There are endless examples:
- The burger menu, that costs just an extra $2 more than the burger alone, but includes fries and a drink.
- The internet deal you have at home, that for a little bit extra, includes the “Sports + TV deal” with it.
And the thought that comes to mind is a recurring one:
-As it’s a one-off…
-Since it’s a good value for money opportunity….
-As it’s a special occasion…
There is a different way of doing upsells, and that’s the personalized upsell. In this case, it will only be offered to a few clients, not all. Because you need to qualify them. And to be able to do that, you need to know your customer, interact with her. Know her needs. And that’s why it’s so important that the client-facing staff is well trained. That they are extroverts. They love to deal with people, to talk. And depending on the location, area or type of business, hopefully they can speak languages too. Because only that way you’ll be able to know if the guest has booked (if it’s a Hotel) or ordered (if it’s a bar or restaurant) whatever fits her needs best.
But if they ordered that, is because they want it (?)
And that’s another big mistake. Assume that all customers order knowing all the info needed. How many times do we order a wine just because the region rings a bell, but not really knowing much about the grape, or the other way around?
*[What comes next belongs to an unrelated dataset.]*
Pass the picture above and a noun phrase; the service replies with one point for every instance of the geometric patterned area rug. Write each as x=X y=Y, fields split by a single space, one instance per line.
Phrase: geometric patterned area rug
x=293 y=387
How many clothing brands do we not know, and we just pass by in front of that department store, or window on the street, just out of ignorance?
How many tastes are unknown to us, and we let delicious flavours escape in restaurants because we just don’t have a clue? And how many guests leave a hotel without ever knowing about that special package at the SPA, or that available room with an amazing sea view?
Maybe if that shop assistant, waiter or receptionist would have inform us, we would have asked ourselves the question mentioned earlier….and why not?
That is why is so important for that person working facing customers to feel at ease with them. That they are not “scared” or concerned to ask open questions, to know the needs and preferences of those customers and, based on that, recommend whatever fits those preferences.
Because only if I know what moves that guest or customer, what made them visit our outlet if it’s the first time they visit; only then will I be able to recommend or suggest something that I’m certain fits their preferences. And knowing also that, if the clients accept the proposed option, they’ll be delighted. Because I’m enhancing their experience. And, as I was saying before, adding value is the key.
And that will make the guest leave more satisfied, which is the ultimate goal of every business. And that might end up helping them return. Or recommend us. Or both. At that point, I’ll have managed to find the cornerstone of the business: guests leaving the premises more satisfied after having spent more money. And that is the perfect upsell.